This meant that she was often at odds with her more modern-minded, French-educated son Emperor Bao Dai. She did not approve of him having only one official wife, she did not approve of this wife being a Catholic and she did not approve of his western habits. All of this made it very easy for the Empress-Dowager to be criticized then and now, but it must be remembered that she was a product of her own time and place. She wanted to preserve the Vietnamese ways as they had been and her defense of the harem is a simple result of the fact that, under the system she grew up in, this was the only way women attained power and influence at court. Nonetheless, when her son made his decisions she usually went along with them, even if she had first been opposed. He was her son, and he was the Emperor after all; as little political power as he had throughout the country and in the government, behind the walls of the Forbidden City he was still the Son of Heaven, the absolute ruler who must be obeyed without question.
With all the turmoil that gripped Vietnam throughout the 40's and 50's Empress Dowager Doan-Huy remained steadfastly the same as she always had been. Even after the communist takeover she refused to leave her palace quarters and while the Cold War raged outside the thick citadel walls of the "Great Within" her life went on just as it always had. After her son abdicated and was living in France she had on at least one occasion to sell off some imperial antiques to help him pay his gambling debts in Monte Carlo (he inherited his mother's habit). Even as the country descended into civil war she remained in place and as fierce as the fighting was neither side wished to confront the formidable Empress-Dowager.
This stalemate finally came to an end with the famous "Tet Offensive" of 1968 in which the old Imperial capital of Hue was a primary target. Viet Cong troops invaded the Holy Citadel and fierce combat broke out inside the Forbidden City itself. Still, Doan-Huy refused to leave. It was not until the South Vietnamese authorities in Saigon authorized the U.S. to bomb the Forbidden City to eliminate the Viet Cong threat that something had to be done. Defiant to the last, Doan-Huy had to be bundled up in harness on the back of a relative who ran her out of the combat zone on foot. Radio messages were sent to both sides announcing the presence of the Empress-Dowager so she could be avoided. The inner-palace of the Forbidden City was completely destroyed and Doan-Huy spent the rest of the war in a mansion in Saigon and for a time it was the turn of her son to send her money to sustain herself.

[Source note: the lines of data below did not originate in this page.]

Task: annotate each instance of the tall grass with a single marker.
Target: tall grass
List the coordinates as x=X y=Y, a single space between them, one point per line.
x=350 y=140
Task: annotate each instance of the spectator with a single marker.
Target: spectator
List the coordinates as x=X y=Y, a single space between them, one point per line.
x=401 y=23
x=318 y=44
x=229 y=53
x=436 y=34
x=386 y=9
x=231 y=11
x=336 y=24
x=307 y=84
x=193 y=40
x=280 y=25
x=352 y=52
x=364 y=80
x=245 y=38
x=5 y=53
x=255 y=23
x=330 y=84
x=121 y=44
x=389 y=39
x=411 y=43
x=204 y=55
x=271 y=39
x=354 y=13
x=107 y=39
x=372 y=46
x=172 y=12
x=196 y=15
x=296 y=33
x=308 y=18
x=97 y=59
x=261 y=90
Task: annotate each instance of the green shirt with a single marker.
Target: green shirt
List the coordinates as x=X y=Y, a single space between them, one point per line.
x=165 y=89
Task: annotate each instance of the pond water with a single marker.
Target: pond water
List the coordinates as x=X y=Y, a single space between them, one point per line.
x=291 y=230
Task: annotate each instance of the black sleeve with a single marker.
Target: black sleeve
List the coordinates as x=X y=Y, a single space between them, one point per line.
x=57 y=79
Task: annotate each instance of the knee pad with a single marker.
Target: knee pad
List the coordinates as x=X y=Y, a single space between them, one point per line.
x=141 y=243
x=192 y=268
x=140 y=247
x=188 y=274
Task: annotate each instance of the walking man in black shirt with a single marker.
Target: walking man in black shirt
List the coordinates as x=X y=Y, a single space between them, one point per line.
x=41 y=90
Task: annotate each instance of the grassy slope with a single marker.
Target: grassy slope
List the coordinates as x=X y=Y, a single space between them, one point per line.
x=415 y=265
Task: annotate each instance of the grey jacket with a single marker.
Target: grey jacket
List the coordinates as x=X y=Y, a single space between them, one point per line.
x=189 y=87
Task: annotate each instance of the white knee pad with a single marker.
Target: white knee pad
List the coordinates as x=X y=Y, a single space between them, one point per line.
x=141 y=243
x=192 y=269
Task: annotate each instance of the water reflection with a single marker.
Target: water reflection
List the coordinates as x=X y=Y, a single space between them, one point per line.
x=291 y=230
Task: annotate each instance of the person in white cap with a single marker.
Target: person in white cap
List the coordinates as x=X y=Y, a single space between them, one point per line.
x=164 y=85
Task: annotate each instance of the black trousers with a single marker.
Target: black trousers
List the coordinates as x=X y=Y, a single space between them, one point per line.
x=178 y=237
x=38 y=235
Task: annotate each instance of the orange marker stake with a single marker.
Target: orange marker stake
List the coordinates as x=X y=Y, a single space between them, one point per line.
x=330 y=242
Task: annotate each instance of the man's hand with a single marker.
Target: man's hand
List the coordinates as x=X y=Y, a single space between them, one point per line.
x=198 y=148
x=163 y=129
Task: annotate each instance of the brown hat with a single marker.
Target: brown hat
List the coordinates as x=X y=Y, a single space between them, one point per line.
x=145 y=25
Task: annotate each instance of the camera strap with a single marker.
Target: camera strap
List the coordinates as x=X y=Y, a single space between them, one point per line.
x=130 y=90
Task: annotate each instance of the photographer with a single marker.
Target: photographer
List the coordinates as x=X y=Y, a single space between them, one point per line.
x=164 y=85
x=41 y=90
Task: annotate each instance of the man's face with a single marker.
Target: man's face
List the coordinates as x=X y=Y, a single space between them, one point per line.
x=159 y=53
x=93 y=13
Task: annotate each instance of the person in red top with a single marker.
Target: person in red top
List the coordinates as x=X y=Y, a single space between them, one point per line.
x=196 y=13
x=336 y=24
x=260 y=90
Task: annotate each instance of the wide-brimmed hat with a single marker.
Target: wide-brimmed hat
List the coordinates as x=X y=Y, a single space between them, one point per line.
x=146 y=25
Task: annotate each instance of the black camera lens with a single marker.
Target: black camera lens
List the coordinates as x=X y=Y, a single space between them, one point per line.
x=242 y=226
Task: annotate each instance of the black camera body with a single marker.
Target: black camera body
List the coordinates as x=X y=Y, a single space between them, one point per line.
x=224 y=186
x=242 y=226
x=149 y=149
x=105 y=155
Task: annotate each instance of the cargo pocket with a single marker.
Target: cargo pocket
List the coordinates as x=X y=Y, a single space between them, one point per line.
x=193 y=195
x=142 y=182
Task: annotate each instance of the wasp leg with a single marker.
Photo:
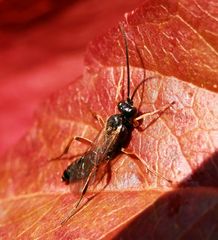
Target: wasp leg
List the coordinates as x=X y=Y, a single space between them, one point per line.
x=95 y=115
x=159 y=112
x=141 y=164
x=84 y=190
x=80 y=139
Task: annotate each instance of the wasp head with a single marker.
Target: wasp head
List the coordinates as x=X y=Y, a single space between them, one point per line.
x=127 y=109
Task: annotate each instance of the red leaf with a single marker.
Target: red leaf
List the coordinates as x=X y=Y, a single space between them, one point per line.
x=177 y=45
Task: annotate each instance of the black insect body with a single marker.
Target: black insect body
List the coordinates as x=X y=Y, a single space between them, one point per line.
x=108 y=144
x=111 y=140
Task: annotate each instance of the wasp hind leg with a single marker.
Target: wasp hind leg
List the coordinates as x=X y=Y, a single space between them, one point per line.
x=142 y=165
x=83 y=192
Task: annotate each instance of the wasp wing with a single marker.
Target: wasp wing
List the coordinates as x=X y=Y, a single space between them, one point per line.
x=94 y=164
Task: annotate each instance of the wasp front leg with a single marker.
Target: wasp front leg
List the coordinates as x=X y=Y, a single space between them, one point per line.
x=144 y=115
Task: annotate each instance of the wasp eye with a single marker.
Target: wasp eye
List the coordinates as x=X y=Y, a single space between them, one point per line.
x=127 y=108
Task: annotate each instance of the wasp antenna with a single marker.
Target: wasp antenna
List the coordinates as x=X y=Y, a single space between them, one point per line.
x=127 y=59
x=137 y=87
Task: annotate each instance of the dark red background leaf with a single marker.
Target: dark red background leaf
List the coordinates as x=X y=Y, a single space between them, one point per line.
x=177 y=44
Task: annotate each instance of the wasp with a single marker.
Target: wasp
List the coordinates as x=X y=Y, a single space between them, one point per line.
x=110 y=141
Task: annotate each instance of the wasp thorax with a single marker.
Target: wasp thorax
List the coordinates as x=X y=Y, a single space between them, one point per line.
x=127 y=108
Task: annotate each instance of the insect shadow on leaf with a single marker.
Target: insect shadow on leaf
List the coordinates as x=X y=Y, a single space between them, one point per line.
x=114 y=136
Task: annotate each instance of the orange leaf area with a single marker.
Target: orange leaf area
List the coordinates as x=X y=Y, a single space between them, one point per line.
x=38 y=216
x=175 y=43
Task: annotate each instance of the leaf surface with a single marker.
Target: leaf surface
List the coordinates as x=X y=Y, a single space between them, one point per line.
x=177 y=45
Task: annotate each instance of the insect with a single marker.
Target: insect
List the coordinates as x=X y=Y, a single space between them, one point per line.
x=111 y=140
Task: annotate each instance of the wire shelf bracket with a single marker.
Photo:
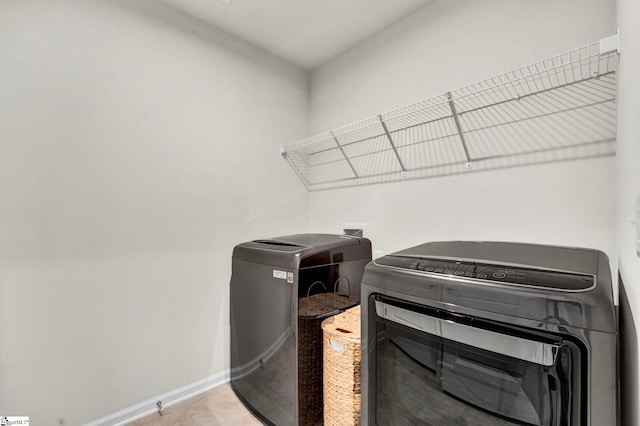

After the war and the communist-takeover of Vietnam no one still had any stomach for making trouble with the old woman and for the most part left her alone. Empress-Dowager Doan-Huy returned to Hue and lived in the tomb of her father-in-law, Emperor Dong Khanh, where she carried out the traditional duties of a widow to keep the memory of her venerated husband alive. She remained there and lived to the ripe-old-age of 91 when she died on November 9, 1980.